You know, like Nero Germanicus. For him, it is a real problem. But I have faith that he will be able to live with the cognitive dissonance such a conundrum presents. He's always managed to do it before.
Lawyer types never seem to have a problem with claiming to simultaneously believe two different and contradictory things.
At any time from 1898 until today, Congress could pass legislation that renders the decision in U.S. v Wong Kim Ark moot or that further clarifies the holding in U.S. v Wong Kim Ark
The U.S. government’s attorneys argued in U.S. v Wong Kim Ark:
“The district court, following as being stare decisis the ruling of Mr. Justice Field in the case of Look Tin Sing (10 Sawyer, 356), sustained the claim of the respondent, held him to be a citizen by birth, and permitted him to land. The question presented by this appeal may be thus stated: Is a person born within The United States of alien parents domiciled therein a citizen thereof by the fact of his birth?

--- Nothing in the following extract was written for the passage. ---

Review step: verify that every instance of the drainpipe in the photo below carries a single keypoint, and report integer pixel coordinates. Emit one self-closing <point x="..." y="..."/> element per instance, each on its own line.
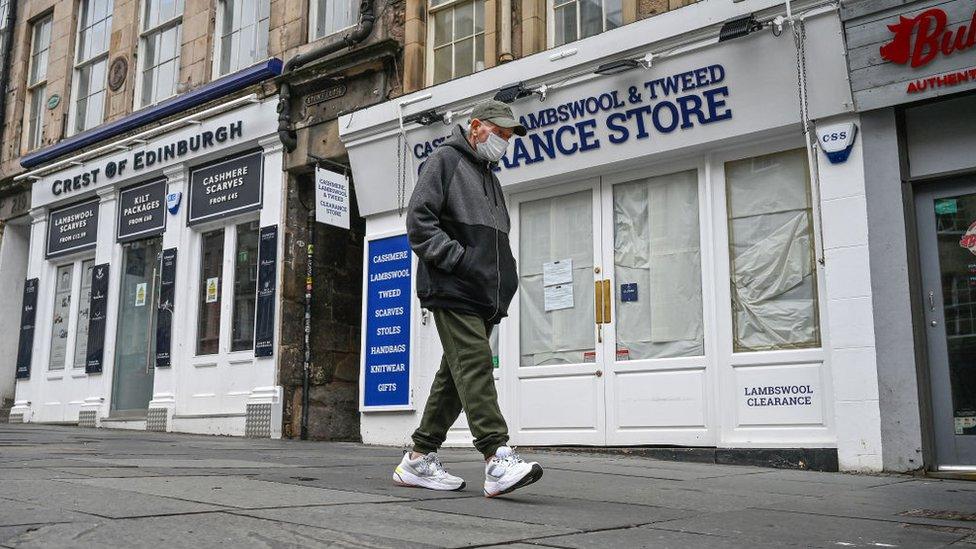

The appellant maintains the negative, and in that behalf assigns as error the ruling of the district court that the respondent is a natural-born citizen, and on that ground holding him exempt from the provisions of the Chinese exclusion act and permitting him to land.”
The federal government attorneys went on to argue: “Are Chinese children born in this country to share with the descendants of the patriots of the American Revolution the exalted qualification of being eligible to the Presidency of the nation, conferred by the Constitution in recognition of the importance and dignity of citizenship by birth?”
And finally the government argued: “To hold that Wong Kim Ark is a natural-born citizen within the ruling now quoted, is to ignore the fact that at his birth he became a subject of China by reason of the allegiance of his parents to the Chinese Emperor. That fact is not open to controversy, for the law of China demonstrates its existence. He was therefore born subject to a foreign power; and although born subject to the laws of the United States, in the sense of being entitled to and receiving protection while within the territorial limits of the nationa right of all aliensyet be was not born subject to the political jurisdiction thereof, and for that reason is not a citizen. The judgment and order appealed from should be reversed, and the respondent remanded to the custody of the collector.”
The Supreme Court ruled against the government’s position 6 to 2 and for Wong Kim Ark’s position.
How the current Supreme Court might rule on the circumstances of Senator Cruz’s birth in Canada to one U.S. citizen parent and an alien father and what role the holding in U.S. v Wong Kim Ark might play in their decision remains to be seen.
“You know, like Nero Germanicus. For him, it is a real problem. But I have faith that he will be able to live with the cognitive dissonance such a conundrum presents. He’s always managed to do it before.”
There is no cognitive dissonance on my part concerning those two categories of writings in an opinion.